Class: SO CW Mobile LP
QTH: 
Operating Time (hrs): 18

Summary:
 Band  CW Qs  Ph Qs  Dig Qs
----------------------------
  160:                   
   80:                   
   40:   266             
   20:  1330             
   15:    72             
   10:                   
    6:                   
    2:                   
  UHF:                   
----------------------------
Total:  1668    0       0  Mults = 111  Total Score = 601,444

Club: Central Texas DX and Contest Club

Comments:

Comments -

LAST YEAR:
It was hard to top last year's experience ... a great multi-op effort with Chris
K5AV as we roamed the Texas panhandle in his van.  With just a single radio and
utilizing CW only, it was hard to compete with the fine multi-operation of
K5CWR, K5NA, and other teams. 

THIS YEAR:
My son Scott has been bugging me for months to let him drive in another mobile
contest, so I gave him the opportunity to help with my single-op entry in this
year's TQP.

Scott came up to vist us in Wisconsin (where we lived at the time) and drove for
me during the 2003 WI QSO Party.  I'm not sure he fully realized that the TQP
was 18 hours over two days, versus the much shorter 7 hour Wisconsin event.  But
this year he did another great job tweaking my initial route plan - and he kept
us on schedule and between the ditches. All I had to do was sit there and
operate.

The mobile setup:
Ford F150 pickup truck (about 14 mpg)
Kenwood TS-850SAT at 100W
IBM Thinkpad running TR-Log
CCB [critical carboard box, for shielding glare on laptop screen]
Hustler 40/20/15M tri-mount antenna on back fender
W9UCW/K8CW 20M antenna on mag mount over cab

We covered an agressive 46 county course (one short of the 47 county total from
the route last year) - but managed 167 more QSO's and 5 more mults.  Last year,
Chris and I had five hours of >100 QSOs per hour .... this year, the activity
jumped to eight hours with rate of >100 QSOs.  The first hour on Sunday was the
best single hour this year at 139 QSOs. What a great way to kick-start Day 2! 

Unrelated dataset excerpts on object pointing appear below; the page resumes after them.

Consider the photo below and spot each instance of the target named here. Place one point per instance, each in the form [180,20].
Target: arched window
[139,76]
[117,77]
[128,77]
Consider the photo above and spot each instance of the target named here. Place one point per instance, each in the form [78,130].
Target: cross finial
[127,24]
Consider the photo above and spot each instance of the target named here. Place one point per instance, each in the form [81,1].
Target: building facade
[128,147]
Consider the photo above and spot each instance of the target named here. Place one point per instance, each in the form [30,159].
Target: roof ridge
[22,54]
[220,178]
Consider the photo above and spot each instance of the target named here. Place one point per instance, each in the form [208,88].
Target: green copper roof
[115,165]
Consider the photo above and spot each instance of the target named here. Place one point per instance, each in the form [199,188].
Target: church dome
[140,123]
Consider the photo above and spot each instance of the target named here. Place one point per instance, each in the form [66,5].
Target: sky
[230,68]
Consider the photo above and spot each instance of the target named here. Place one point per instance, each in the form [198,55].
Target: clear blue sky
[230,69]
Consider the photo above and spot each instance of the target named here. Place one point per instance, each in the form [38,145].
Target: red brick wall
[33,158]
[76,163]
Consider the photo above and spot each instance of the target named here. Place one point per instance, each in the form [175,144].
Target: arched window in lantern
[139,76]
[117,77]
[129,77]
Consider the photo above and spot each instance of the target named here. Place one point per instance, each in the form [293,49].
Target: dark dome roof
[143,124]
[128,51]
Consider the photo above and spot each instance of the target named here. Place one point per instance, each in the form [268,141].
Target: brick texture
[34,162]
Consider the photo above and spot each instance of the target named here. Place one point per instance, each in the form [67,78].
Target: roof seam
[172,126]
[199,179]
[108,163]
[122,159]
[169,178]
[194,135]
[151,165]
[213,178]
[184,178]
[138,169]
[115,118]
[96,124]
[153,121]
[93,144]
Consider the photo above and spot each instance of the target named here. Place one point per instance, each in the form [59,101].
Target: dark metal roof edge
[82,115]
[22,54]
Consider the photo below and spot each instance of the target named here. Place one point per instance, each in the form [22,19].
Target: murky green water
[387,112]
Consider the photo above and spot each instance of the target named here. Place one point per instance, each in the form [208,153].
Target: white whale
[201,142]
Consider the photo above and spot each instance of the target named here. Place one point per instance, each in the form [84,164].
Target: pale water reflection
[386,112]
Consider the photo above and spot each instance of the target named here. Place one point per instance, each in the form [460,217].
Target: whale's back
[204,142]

The surge of stations that call when you cross into a new county is an addictive
part of mobile contesting.  The pileups can't happen without the many stations
out there who follow the mobiles around the state.  John N6MU takes our 'clean
sweep' award with a QSO in EVERY county we passed through.  Special thanks go to
some great operators from EU who made the log on 20M and/or 15M: DL3GA, DL5AWI,
DL5MC, LY3BA, PA3ARM, RK2FWA, SP4JWR, and many others.  There is no way I could
list all of the multi-county callsigns from W/VE, including contest regulars,
county hunters, and more casual ops. It takes all of you to make this contest
fun for us in Texas.

Speaking of fun, I'll share my funniest moment:
I was running on 20M sometime on Sunday morning.  There was a nice pileup going
- when suddenly I'm blasted by a very loud J5OPN. Wow! J5 is Guinea-Bissau! 
However, I wasn't expecting propagation to western Africa - especially at 20 dB
over S9.  I asked for a repeat and the station came back again "J5OPN".  Then I
realized that I was mentally dropping a dash from the first character - the
unknown station was advising me that 15M was open.  D'oh!  I got a great laugh
from that one - took another swig of coffee - and resumed.  Thanks to whomever
you are for the info ... and for the unintended comic relief!  

Thanks to NARS for sponsoring one of the top QSO parties.